Abbiamo fatto il Natale dei pessimisti? Ma no, dico che la sinistra è necessaria. E che c’è una necessità fortissima della sua esistenza. E che i suoi principi non sono stati mai così attuali. Il punto è ricostruire una sinistra che sia riconoscibile. Oggi l’elettore di sinistra non sa nemmeno di esserlo. Ci sono ragazzi nati vent’anni fa, e cioè dopo l’ultima sinistra accettabile. Nelle parole di chi dovrebbero riconoscersi? Questa classe dirigente ha sottratto agli elettori di sinistra persino la consapevolezza di esserlo.
Infatti vince la destra.
In Europa vince Orbán, Erdogan, Lukashenko, la Le Pen.

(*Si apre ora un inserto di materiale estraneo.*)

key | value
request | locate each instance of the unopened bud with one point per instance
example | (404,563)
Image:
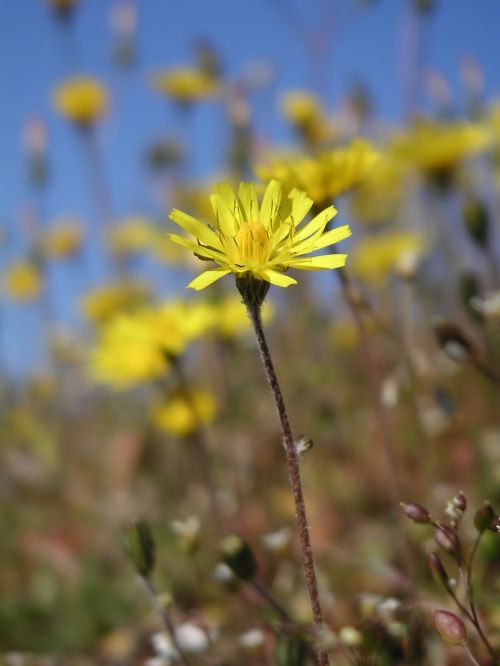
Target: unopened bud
(477,222)
(484,517)
(455,342)
(140,547)
(238,556)
(438,571)
(447,540)
(450,627)
(416,512)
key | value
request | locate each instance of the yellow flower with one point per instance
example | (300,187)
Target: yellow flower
(62,239)
(108,300)
(181,415)
(185,84)
(22,282)
(380,197)
(138,347)
(436,147)
(325,176)
(262,241)
(133,235)
(231,316)
(82,100)
(375,257)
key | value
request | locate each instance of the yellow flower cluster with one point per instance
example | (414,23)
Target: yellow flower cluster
(104,302)
(82,100)
(260,240)
(62,239)
(138,347)
(185,84)
(22,282)
(325,176)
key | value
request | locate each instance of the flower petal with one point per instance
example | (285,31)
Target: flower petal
(208,277)
(277,278)
(322,262)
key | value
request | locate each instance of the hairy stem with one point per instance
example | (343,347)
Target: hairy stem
(293,472)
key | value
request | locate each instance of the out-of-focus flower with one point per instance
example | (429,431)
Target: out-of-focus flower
(325,176)
(436,148)
(231,317)
(375,257)
(62,239)
(305,112)
(260,242)
(380,196)
(104,302)
(22,282)
(131,236)
(185,84)
(139,346)
(82,100)
(181,415)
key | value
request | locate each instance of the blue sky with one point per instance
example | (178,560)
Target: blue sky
(369,45)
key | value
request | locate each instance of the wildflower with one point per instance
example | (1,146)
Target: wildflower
(325,176)
(376,256)
(305,112)
(82,100)
(437,148)
(185,84)
(133,235)
(62,239)
(22,282)
(181,415)
(104,302)
(260,242)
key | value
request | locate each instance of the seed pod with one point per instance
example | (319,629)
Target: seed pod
(450,627)
(140,547)
(238,556)
(484,517)
(416,512)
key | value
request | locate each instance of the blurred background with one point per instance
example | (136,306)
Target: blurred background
(124,396)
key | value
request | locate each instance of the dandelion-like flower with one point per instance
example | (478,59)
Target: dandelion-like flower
(82,100)
(260,240)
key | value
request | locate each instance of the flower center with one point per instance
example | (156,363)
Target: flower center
(252,243)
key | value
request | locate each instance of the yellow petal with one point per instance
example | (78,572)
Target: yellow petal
(195,227)
(322,262)
(207,278)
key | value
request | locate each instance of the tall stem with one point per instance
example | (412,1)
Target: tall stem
(254,312)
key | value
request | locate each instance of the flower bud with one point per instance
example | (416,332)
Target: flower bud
(140,547)
(238,556)
(438,571)
(450,627)
(477,222)
(484,517)
(416,512)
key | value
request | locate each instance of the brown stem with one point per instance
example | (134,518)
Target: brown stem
(254,312)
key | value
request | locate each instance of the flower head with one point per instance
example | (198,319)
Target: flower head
(184,84)
(82,100)
(260,240)
(324,176)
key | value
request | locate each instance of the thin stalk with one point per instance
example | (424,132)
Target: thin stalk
(164,616)
(254,312)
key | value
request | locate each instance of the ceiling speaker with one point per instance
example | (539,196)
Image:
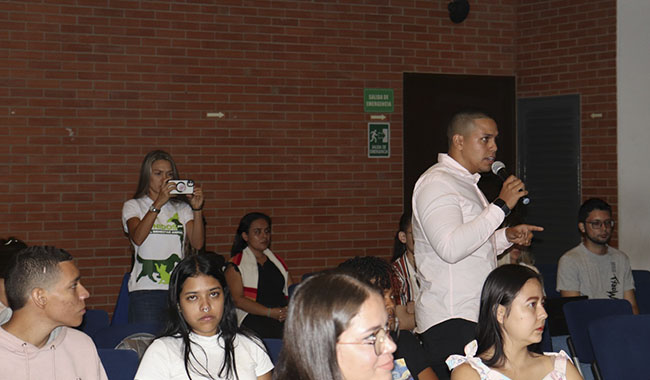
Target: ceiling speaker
(458,10)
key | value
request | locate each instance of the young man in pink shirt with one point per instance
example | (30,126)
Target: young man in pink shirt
(46,296)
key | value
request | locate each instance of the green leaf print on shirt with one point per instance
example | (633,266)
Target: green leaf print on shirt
(157,268)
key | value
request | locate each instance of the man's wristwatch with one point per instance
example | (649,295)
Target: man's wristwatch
(500,203)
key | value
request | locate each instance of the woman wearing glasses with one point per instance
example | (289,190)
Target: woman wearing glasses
(338,334)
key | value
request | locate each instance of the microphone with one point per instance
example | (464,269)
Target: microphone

Siamo in presenza di una tendenza pericolosa, in un’Europa governata dal denaro, come il caso Qatar dimostra. E poi c’è la Meloni. Una post fascista, legittimamente vincitrice delle elezioni democratiche come i suoi colleghi, ma una che rivendica orgogliosamente la sua identità.
E la sinistra non ha voti, e neanche armi per contrastarla.
Cito un provvedimento fra tutti, che sembra marginale ma invece racconta bene una linea politica: la variazione del bonus per i ragazzi. Il bonus ha un principio che consente di leggere libri a chi libri non li legge perché o non se li può comprare o anche, attenzione, perché un libro resta indietro rispetto ad altre priorità. Dando il bonus a quelli che hanno avuto il massimo dei voti alla maturità, che sono quelli che fatalmente leggono, incrementiamo la differenza fra quelli che leggono e quelli che no. Togliamo una possibilità a quelli che non si possono comprare i libri e la diamo a quelli che già se li comprano. Vogliamo distribuirlo sulla base del reddito? Però dobbiamo ricordarci che la dichiarazione media dei gioiellieri in Italia è meno di ventimila euro. È un criterio legittimo? Non lo so.
Ma è una linea di pensiero di fronte alla quale la sinistra parla poco. E a me non è la stretta sui rave che preoccupa: il rave è una manovra bandiera fatta male e grossolana, ma non ce la vedo la polizia che va contro gli studenti che ballano. Invece il bonus cultura traduce una linea di pensiero. Che mi preoccupa.